Canadian-American educator and author

Selma Wassermann (born 1929) is a Canadian-American author, educator, and researcher. She is a Professor Emerita at Simon Fraser University, where she led the creation of the teacher education program.

== Education and career ==
Wassermann was born in 1929 in New York City and grew up in public schools in Brooklyn, New York. She attended City College of New York, where she received a Bachelor of Science in 1950, and a Master of Science in 1956. She earned a Doctorate of Education in 1962 from New York University.

Wassermann's first year of teaching was in San Francisco, and then she returned to New York where she taught until 1966 at which point she moved to Vancouver, British Columbia, Canada to begin the teacher education program at Simon Fraser University. Wassermann retired from teaching in 2000.

== Work ==
Wassermann is known for her work on child-centered education and children's books. In education, she has written on play in the classroom, case method teaching, and how to work within a K-8 classroom. Wasserman has also published children's books, including books about a chimpanzee named Moonbeam and a submariner named Sailor Jack, and an app to help children learn to read. Her book on maintaining relationships with grandchildren from afar, The Long Distance Grandmother, had its fourth edition released in 2001.

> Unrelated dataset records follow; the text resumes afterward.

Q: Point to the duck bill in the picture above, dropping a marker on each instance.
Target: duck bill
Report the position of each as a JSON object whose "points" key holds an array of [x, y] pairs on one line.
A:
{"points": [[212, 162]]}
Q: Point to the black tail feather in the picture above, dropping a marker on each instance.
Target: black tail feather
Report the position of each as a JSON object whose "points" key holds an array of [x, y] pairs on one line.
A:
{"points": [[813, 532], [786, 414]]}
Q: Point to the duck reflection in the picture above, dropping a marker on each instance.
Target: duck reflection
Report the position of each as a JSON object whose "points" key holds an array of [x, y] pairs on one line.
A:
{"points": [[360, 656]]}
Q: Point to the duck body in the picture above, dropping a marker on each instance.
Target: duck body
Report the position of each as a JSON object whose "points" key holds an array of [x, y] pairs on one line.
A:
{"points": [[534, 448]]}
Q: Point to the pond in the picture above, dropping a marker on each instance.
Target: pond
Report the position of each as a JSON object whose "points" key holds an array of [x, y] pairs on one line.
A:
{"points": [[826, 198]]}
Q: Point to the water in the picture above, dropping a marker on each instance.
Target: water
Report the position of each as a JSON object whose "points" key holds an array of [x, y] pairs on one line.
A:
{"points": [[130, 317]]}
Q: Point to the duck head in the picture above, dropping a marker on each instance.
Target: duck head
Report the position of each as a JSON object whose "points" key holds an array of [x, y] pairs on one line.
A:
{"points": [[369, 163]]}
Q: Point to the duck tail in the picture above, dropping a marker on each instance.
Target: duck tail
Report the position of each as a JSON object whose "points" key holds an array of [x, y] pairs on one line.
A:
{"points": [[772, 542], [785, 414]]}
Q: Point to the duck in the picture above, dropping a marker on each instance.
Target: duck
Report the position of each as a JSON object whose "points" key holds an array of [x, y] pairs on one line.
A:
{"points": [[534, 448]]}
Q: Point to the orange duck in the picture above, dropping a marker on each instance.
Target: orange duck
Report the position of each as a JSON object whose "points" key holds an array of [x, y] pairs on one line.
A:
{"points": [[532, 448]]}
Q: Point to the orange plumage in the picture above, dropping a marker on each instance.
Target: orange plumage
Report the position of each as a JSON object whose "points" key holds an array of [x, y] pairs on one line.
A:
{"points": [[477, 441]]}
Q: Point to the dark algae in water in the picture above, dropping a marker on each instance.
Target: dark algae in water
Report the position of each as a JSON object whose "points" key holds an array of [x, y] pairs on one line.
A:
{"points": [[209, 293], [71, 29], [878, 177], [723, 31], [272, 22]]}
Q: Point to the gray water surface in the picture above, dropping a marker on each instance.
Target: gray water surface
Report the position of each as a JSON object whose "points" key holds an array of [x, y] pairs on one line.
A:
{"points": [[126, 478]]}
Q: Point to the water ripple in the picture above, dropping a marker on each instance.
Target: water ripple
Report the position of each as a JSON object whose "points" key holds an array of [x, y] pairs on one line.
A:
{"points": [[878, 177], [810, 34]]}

== Selected publications ==
- Wassermann, Selma (1992). "Serious Play in the Classroom: How Messing around Can Win You the Nobel Prize"
- Wassermann, Selma (1993). "Getting down to cases : learning to teach with case studies"
- Wassermann, Selma (1994). "Introduction to case method teaching : a guide to the galaxy"
- Wassermann, Selma (2001). "The long distance grandmother : how to stay close to distant grandchildren"
- Wassermann, Selma (2009). "Teaching for thinking today : theory, strategies, and activities for the K-8 classroom"

== Awards and honors ==
In 1988 Wasserman was elected to the National Humanities Faculty in the United States. In 1989 she received the award for teaching excellence from Simon Fraser University.